Statenet.com’s Capitol Journal on July 31 summarized a Cleveland Plain Dealer article on Ohio’s liquor operations as follows:
“Ohio, like 17 other states and a couple of counties in Maryland, is what’s known as a ‘control state,’ meaning the distribution of hard liquor within the state’s borders is the exclusive province of the government. That turned out to be a very beneficial arrangement for the Buckeye State this past year, when it sold more booze than it had in any other 12-month period since 1989. According to the Ohio Division of Liquor Control, 9.9 million gallons of the stuff was doled out, generating $638.8 million in sales.
“You could almost hear state officials clinking their glasses over the state’s share of the till, $138 million. ‘Some people look at it as good and bad,’ said superintendent of liquor control Rae Ann Estep, but ‘we’re generating more revenue for the state, and all Ohioans benefit from that whether they drink alcohol or not.’
“Ohioans aren’t the only ones with something to drink to. Estep said alcohol consumption was ‘up not only in Ohio, but also in the other 18 controlled liquor states.’
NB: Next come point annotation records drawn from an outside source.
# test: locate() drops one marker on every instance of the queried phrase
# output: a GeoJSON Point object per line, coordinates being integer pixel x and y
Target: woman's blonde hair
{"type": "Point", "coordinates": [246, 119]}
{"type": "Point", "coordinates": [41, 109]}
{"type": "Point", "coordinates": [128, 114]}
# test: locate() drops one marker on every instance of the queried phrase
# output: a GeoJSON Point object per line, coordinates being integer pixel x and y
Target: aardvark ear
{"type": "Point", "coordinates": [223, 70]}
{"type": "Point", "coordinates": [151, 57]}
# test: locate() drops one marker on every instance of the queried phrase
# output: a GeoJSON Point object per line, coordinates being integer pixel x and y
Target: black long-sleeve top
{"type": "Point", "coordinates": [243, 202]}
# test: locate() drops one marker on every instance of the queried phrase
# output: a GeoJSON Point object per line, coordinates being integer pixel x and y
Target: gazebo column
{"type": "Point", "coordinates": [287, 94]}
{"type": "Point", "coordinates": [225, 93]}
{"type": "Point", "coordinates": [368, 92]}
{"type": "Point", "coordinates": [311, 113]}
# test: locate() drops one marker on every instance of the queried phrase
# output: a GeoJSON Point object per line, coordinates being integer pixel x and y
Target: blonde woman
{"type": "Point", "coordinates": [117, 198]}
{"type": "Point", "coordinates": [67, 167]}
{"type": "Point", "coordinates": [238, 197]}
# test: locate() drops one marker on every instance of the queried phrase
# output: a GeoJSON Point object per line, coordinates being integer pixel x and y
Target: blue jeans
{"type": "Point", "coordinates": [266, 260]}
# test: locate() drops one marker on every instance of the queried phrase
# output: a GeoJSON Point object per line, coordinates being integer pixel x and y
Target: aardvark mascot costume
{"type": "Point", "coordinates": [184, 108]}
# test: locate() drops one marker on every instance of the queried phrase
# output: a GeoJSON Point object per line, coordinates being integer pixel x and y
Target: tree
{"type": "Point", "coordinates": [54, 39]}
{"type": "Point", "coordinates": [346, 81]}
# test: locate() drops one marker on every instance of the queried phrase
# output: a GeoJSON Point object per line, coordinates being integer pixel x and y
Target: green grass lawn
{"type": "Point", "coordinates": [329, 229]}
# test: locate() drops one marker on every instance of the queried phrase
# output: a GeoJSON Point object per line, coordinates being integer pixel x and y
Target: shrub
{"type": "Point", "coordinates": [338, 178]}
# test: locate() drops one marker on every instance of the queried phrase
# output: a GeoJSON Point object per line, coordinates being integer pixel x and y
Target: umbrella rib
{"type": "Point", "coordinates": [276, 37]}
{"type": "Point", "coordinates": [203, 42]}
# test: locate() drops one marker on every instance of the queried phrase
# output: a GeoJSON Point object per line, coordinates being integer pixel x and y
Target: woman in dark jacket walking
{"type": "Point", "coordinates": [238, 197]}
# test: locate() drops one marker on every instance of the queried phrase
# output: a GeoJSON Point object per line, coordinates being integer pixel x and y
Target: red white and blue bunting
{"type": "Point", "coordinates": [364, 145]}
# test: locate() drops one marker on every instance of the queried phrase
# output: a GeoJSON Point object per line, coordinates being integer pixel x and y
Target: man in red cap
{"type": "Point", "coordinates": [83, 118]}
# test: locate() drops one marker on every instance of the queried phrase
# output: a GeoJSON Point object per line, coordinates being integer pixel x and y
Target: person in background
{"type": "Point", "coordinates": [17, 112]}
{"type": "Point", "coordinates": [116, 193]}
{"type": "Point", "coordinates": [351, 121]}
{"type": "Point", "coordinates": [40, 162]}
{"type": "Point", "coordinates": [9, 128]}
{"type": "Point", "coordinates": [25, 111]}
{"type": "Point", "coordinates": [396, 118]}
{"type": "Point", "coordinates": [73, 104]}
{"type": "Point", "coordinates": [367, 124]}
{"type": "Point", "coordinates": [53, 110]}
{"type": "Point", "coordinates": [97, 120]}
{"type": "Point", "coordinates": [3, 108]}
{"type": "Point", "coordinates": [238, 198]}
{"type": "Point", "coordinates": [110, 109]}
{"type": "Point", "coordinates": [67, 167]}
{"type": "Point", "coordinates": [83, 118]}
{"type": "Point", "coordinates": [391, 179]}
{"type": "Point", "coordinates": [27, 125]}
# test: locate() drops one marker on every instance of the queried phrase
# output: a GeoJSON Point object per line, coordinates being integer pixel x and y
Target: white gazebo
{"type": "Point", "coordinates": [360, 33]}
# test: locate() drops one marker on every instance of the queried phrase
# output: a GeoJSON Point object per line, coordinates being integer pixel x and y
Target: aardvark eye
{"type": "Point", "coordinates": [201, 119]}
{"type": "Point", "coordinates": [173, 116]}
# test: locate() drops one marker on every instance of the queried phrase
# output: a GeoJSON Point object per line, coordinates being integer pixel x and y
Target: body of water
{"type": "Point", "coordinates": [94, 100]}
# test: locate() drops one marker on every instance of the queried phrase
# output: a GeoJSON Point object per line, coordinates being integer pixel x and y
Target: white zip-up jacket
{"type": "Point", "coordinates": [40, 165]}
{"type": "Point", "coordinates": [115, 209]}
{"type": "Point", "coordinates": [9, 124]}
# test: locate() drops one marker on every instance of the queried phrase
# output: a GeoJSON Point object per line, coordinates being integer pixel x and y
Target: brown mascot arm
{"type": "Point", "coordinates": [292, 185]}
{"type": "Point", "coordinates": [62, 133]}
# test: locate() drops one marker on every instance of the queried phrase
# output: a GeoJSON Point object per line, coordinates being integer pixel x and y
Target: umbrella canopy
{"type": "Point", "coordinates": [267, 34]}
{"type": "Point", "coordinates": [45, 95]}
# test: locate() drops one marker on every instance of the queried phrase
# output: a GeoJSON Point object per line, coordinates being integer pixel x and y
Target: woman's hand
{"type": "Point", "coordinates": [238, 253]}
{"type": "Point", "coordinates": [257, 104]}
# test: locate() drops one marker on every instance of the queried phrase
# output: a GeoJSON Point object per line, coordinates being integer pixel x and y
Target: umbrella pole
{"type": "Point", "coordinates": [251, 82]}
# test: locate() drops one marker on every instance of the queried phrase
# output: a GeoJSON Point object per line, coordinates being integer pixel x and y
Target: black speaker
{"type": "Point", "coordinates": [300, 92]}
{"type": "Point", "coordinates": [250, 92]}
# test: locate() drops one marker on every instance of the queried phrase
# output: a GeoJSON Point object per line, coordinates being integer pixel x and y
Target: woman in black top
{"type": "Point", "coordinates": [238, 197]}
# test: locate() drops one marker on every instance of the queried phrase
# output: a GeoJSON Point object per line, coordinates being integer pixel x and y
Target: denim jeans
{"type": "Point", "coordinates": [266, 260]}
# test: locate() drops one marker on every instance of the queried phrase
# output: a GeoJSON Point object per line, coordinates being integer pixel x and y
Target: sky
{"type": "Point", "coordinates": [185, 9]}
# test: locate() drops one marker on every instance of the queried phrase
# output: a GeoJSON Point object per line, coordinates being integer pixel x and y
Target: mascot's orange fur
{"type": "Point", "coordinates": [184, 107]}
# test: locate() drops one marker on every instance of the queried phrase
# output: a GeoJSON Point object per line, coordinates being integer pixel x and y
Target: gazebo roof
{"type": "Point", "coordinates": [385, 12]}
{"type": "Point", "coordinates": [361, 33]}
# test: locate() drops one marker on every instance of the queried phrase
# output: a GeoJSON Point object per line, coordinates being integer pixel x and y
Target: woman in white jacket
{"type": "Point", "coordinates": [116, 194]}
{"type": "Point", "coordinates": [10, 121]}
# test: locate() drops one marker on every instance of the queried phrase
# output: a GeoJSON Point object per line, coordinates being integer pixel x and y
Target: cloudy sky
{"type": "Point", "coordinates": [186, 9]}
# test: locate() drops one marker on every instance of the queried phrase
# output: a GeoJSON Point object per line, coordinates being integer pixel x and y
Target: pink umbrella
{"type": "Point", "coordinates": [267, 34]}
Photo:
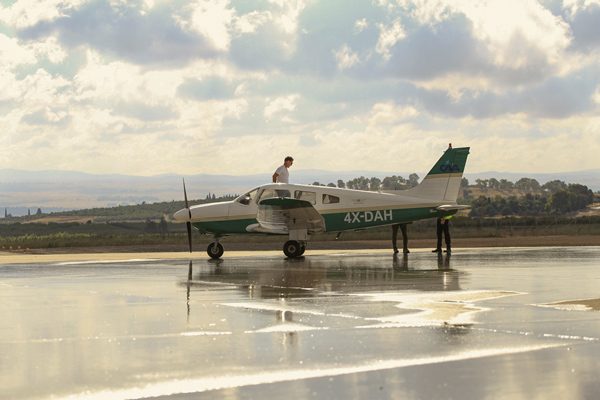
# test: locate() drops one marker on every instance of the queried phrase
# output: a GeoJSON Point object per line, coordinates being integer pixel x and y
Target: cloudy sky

“Matthew Ballish, a senior instructor at the Professional Bartending School in Cleveland, tendered one possible explanation for the liquor boom. ‘Vodka-based martinis are on a huge rise because of all of the flavored vodkas out there right now,’ he said. Meanwhile, he added, ‘the old standbys gin and tonic, rum and Coke aren’t going away.’
“A second and equally occupation-centric opinion was offered by psychiatrist Dr. Kenneth Miller, who runs a practice in suburban Columbus. ‘Certainly with economic times and the current conditions of traumatic crises across the world … people tend to seek out ways to calm their anxiety and depression,’ he said.”